THE BLOG

Three Girls: The Risks Of The Teenage Years

18/05/2017 11:25 BST | Updated 18/05/2017 11:26 BST
BBC

The disturbing dramatisation of the child abuse in Rochdale - Three Girls - shown on BBC One this week, shows us what happens to young people when they do not have sufficient familial resources to protect them. Whilst the dramatisation of the events in which young girls were preyed upon and groomed by predatory men, focuses upon the lack of interest and support from the police and social services, the obvious links between grooming and brainwashing were also clearly shown throughout.

Young people between the ages of around 10 and 16 are particularly vulnerable to grooming in which they are persuaded that the love and sense of belonging they are seeking, can be found in situations which are clearly dangerous to their wellbeing.
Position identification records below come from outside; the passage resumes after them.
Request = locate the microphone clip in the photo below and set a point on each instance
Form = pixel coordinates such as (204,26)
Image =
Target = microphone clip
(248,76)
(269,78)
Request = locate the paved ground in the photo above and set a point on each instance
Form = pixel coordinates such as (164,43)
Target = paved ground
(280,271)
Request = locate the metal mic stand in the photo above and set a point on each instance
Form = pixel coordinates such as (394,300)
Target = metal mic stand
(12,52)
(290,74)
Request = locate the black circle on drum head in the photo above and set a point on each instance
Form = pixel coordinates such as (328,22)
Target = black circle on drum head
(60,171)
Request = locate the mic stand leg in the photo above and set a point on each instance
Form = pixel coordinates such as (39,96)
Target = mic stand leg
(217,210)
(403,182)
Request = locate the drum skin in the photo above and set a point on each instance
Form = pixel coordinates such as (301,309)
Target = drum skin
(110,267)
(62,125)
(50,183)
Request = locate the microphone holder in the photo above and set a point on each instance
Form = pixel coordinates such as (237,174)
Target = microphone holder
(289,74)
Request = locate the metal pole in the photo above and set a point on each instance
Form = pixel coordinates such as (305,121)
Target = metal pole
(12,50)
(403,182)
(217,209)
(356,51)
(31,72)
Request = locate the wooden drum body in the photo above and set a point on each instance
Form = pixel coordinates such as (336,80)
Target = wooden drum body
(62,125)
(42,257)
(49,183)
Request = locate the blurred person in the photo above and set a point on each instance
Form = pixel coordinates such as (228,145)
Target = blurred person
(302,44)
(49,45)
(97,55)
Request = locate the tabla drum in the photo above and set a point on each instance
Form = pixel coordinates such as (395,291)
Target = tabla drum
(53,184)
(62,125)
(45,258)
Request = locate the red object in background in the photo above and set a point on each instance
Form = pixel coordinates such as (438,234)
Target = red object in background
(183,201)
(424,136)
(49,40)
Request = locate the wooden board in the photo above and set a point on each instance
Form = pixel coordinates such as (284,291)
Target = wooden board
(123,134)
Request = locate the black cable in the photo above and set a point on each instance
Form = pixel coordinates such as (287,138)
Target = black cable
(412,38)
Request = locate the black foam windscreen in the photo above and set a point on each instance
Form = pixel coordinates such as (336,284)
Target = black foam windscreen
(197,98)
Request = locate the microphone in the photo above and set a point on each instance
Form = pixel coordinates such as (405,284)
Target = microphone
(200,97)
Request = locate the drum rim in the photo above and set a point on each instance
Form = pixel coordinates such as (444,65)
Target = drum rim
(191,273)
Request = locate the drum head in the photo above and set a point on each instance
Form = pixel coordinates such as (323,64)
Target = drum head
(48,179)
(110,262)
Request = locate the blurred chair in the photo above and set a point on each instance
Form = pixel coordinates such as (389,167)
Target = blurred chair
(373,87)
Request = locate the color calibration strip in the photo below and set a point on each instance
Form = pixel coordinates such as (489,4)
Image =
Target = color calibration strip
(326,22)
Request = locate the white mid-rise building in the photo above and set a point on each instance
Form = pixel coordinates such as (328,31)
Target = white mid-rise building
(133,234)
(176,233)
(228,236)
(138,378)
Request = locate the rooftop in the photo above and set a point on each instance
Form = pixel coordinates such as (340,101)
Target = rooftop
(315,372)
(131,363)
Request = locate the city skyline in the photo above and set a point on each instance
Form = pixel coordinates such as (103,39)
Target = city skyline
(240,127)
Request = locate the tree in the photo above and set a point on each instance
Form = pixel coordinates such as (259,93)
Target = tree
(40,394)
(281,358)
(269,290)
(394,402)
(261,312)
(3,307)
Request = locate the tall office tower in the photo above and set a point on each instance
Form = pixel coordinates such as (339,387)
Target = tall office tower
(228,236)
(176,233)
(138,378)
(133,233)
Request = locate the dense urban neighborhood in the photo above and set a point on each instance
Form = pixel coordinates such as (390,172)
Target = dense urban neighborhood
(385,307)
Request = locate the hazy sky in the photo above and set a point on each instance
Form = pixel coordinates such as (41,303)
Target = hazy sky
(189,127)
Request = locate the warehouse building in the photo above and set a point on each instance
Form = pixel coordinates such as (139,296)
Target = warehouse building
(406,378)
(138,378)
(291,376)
Because the teenage brain is particularly underdeveloped in the sphere of perspective, the risks involved in such situations are overlooked in favour of the feeding of the parts of the self which are in need of approval and belonging, particularly from their peer group. Being like the others is a core driver in the teenage years and not being able to stand out from the crowd by doing things differently or not going with the flow puts young people, in this case girls, particularly at risk.
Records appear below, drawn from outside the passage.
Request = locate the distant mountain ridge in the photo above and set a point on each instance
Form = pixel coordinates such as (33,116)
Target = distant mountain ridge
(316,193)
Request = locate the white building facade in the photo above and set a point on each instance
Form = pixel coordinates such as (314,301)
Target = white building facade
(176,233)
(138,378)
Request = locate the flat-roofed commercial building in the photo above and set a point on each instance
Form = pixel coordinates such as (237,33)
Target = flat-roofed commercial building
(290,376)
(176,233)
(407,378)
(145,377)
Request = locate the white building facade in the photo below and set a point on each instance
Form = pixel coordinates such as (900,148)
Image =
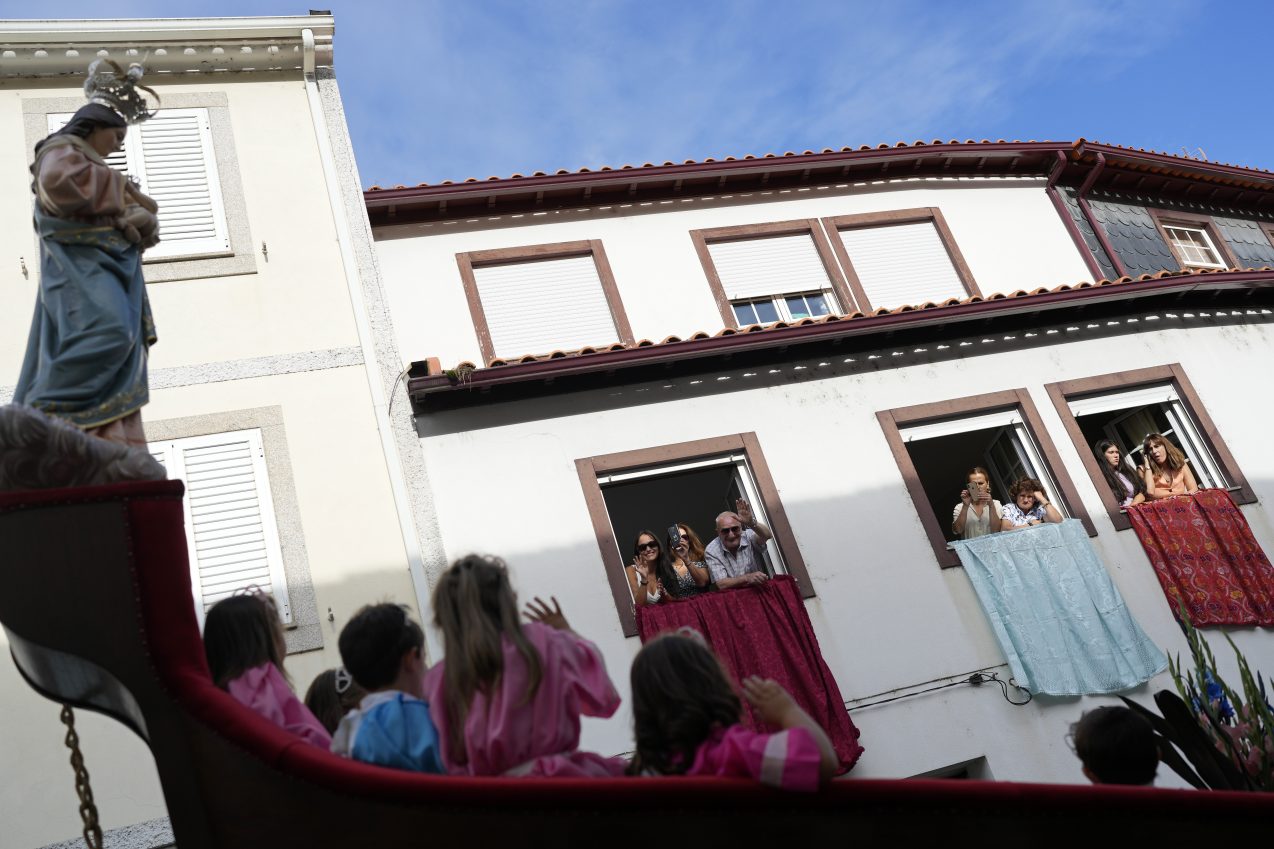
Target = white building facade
(266,394)
(892,318)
There was a scene in episode one which was both poignant and painful, in which the older girl watched as the newest recruit to the gang was rescued from another night of abuse by her parents. As the tears fell from the older girl's eyes, it was clear that she had no-one in her life who believed she was worth something. Making her dependence upon Tariq her 'boyfriend' who was abusing her, both understandable and tragic. What these young girls lacked, was the structural protection of a family and outside of that, the interventions which recognised what was happening to them as child abuse rather than that of a chaotic 'lifestyle choice'. Working as I do with social services, the lack of worth attached to these young girls is something that I recognise, sometimes the statutory focus on removal of babies at birth, rather than support being given where it is needed, can feel like eugenics without the sterilisation.
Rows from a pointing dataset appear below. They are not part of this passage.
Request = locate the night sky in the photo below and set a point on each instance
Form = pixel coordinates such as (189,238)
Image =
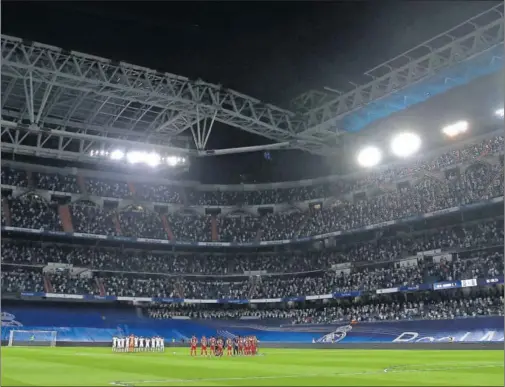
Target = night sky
(272,51)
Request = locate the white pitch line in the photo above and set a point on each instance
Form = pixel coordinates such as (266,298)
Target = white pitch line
(386,370)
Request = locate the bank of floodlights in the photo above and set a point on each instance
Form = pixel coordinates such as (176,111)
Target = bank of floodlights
(369,157)
(455,129)
(405,144)
(135,157)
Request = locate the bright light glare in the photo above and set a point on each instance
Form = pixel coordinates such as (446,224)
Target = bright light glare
(152,159)
(455,129)
(369,157)
(135,157)
(172,161)
(405,144)
(117,155)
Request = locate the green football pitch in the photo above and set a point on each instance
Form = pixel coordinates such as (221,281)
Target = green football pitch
(274,367)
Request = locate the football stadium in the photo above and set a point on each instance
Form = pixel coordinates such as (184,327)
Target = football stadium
(118,270)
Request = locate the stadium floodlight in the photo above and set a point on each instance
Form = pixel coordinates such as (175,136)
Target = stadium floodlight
(369,157)
(405,144)
(172,161)
(455,129)
(135,157)
(117,155)
(152,159)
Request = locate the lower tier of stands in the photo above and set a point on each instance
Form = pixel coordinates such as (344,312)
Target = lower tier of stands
(91,323)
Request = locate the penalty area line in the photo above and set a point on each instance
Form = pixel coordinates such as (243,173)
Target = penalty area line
(392,369)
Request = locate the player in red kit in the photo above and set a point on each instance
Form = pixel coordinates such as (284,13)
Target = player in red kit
(220,345)
(247,346)
(229,347)
(203,350)
(212,346)
(193,344)
(240,345)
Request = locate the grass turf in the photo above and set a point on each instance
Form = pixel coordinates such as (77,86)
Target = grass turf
(275,367)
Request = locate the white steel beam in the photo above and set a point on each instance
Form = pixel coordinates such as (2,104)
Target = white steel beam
(75,146)
(464,41)
(111,89)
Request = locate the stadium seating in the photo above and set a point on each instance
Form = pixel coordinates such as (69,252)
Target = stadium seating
(369,265)
(427,193)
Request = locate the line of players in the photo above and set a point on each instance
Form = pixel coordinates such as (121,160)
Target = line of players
(133,343)
(239,346)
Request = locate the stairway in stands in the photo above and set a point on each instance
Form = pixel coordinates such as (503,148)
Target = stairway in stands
(254,281)
(132,189)
(48,287)
(167,228)
(100,286)
(6,212)
(65,218)
(214,228)
(117,225)
(29,177)
(81,182)
(179,289)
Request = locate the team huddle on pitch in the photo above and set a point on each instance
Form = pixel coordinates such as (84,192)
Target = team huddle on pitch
(133,343)
(239,346)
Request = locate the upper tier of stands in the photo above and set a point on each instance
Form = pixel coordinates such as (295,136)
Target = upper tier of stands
(180,194)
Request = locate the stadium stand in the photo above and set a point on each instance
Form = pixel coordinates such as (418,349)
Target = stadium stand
(390,270)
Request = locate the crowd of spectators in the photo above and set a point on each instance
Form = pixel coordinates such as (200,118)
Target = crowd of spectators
(16,280)
(14,177)
(123,278)
(33,212)
(479,182)
(190,227)
(88,218)
(454,238)
(480,303)
(56,182)
(172,194)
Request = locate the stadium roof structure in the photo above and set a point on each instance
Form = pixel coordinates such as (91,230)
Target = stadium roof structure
(64,105)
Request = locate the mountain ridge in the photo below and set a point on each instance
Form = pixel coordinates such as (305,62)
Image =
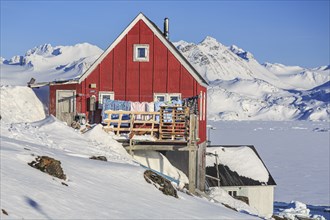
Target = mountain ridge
(240,87)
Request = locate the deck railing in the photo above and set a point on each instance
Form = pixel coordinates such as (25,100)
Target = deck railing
(171,123)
The portrayal of the sexual health worker who knew that the girls were being abused is well played by Maxine Peake and the agitated interactions between the two teams of workers were accurately described. The frustration that many independent workers feel on encountering the rigidity of the bureaucratic approach and the lack of interest from agencies such as the police in the wellbeing of young people, was shown erupting into the demand that people with the statutory power should do something about such abuse.

When the people with the statutory power have little or no understanding (or care) for the children being abused however, and when their work is threaded through with institutionalised politically correct assumptions based on race and gender, the end result is what we saw on our screens this week. I wish this were the only place in which young children are being groomed and harmed. Sadly, as many know only too well, the vulnerability of children plus the lack of real understanding of the risks they face in their lives, means it is not.

Young people on the journey to adulthood are incredibly vulnerable to predatory behaviours by adults and grooming and brainwashing as well as being used by cult and gang leaders to further their own ends is common. Just like those young people at risk of being radicalised, young people, boys as well as girls, are vulnerable to having their 'heads turned' by those more flashy or cool than they are. We would do well to remember that inside the body of a mature looking young man or woman is the mind of a child not yet properly developed. Our protection and our recognition of the risks posed by those who would prey on those children should be upper most in our minds throughout all of those vulnerable years.